Because most philosophies that frown on reproduction don't survive.

Tuesday, May 10, 2016

Your !@&%ing Language Makes Things Harder

The frequency with which profanity is used in the office, both in the hallways and in business meetings, seems to vary by industry, by company and by individual department. At my current company, it's pretty common, enough so that even the people who pretty clearly don't naturally use it in business conversation often seem to feel obliged to work 'fucking' into any particularly strong statement of affairs in order to show they're serious.

Of course, much of what we call profanity in our current culture is not actually "swearing" in the sense of taking oaths or invoking the sacred. While Shakespeare's Henry V exclaimed 'God's Blood!' when things seemed a bit much, today's leaders mostly invoke sex and the body's waste management systems. (I suppose one could argue this is a barometer of what we actually hold sacred in our culture.)

But I'm not actually here to discuss the morality of using 'bad language', but rather the effect it has on interactions.
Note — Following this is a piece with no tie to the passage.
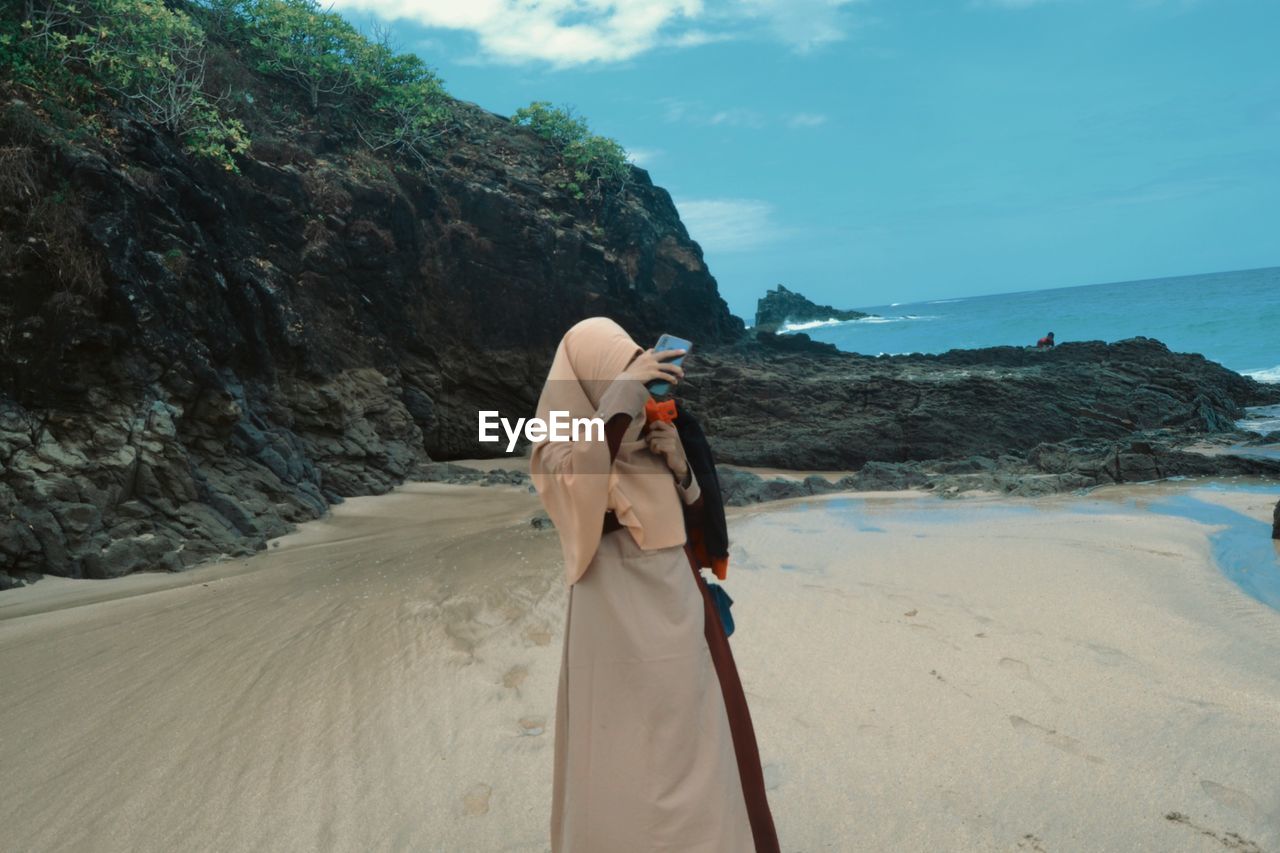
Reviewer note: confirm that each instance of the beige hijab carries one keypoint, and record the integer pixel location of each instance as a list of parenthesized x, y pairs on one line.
[(575, 479)]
A meeting I was dealing with got testy the other day, and there were numerous exclamations of 'Are you fucking kidding me?' and 'What is this shit?' And as people vented their frustrations at each other, you could see people becoming more defensive and angry in their body language.
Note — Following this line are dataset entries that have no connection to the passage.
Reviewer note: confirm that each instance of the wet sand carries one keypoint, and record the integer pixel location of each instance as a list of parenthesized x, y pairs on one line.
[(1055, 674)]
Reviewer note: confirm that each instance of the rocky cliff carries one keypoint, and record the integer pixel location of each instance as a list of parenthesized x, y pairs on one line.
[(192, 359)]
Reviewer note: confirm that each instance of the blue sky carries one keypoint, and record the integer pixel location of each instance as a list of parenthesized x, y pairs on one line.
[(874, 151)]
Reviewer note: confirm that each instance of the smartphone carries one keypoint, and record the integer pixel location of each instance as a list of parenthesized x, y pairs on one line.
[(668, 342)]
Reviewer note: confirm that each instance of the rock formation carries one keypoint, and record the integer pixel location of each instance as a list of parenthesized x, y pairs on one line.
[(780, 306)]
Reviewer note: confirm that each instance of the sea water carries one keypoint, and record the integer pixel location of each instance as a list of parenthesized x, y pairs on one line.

One of the things that we learned in acting class back in college was that you could develop an emotion on stage by putting yourself through the motions which a person experiencing that emotion might use. Motion can create emotion. Pound the table and shout, and you'll start to feel anger to carry you through the rest of the scene.

As a parent, I've learned the flip side of this lesson: let yourself use motions which express your anger or frustration, and you'll become angrier. If the children are misbehaving and I yell at them, if I'm scooping toys off the floor and I allow myself to throw the toys with that satisfying crash into the place where they should have been in the first place, those actions make feelings of anger roil up far more than they had before.
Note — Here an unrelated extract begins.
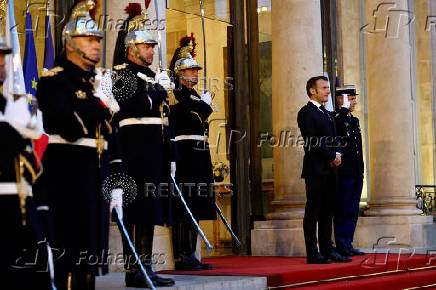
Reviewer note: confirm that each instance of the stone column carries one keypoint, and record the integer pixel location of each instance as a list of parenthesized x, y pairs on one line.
[(296, 56), (393, 216), (390, 117)]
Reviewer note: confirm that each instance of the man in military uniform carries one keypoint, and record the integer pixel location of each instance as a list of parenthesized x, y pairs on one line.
[(194, 166), (350, 172), (76, 160), (144, 141), (22, 239)]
Even in a workplace where profanity is utterly common, having it used on you tends to make you angry. Though profanity has been voided of much of its underlying meaning, it still puts up automatic defensive feelings, just like being yelled at (another office habit which quickly turns interactions more hostile.) "What the fuck were you thinking?" gets a worse reaction than "I don't think your idea will work," even in a workplace where the use of 'fuck' is constant.

Not all swearing is equal in this sense. It's specifically swearing at people or their ideas which causes situations to escalate. But the way in which it ratchets up conflict and emotion makes it a good idea (any moral or aesthetic concerns aside) to cut out the swearing in situations where you're trying to persuade people to agree and get things done.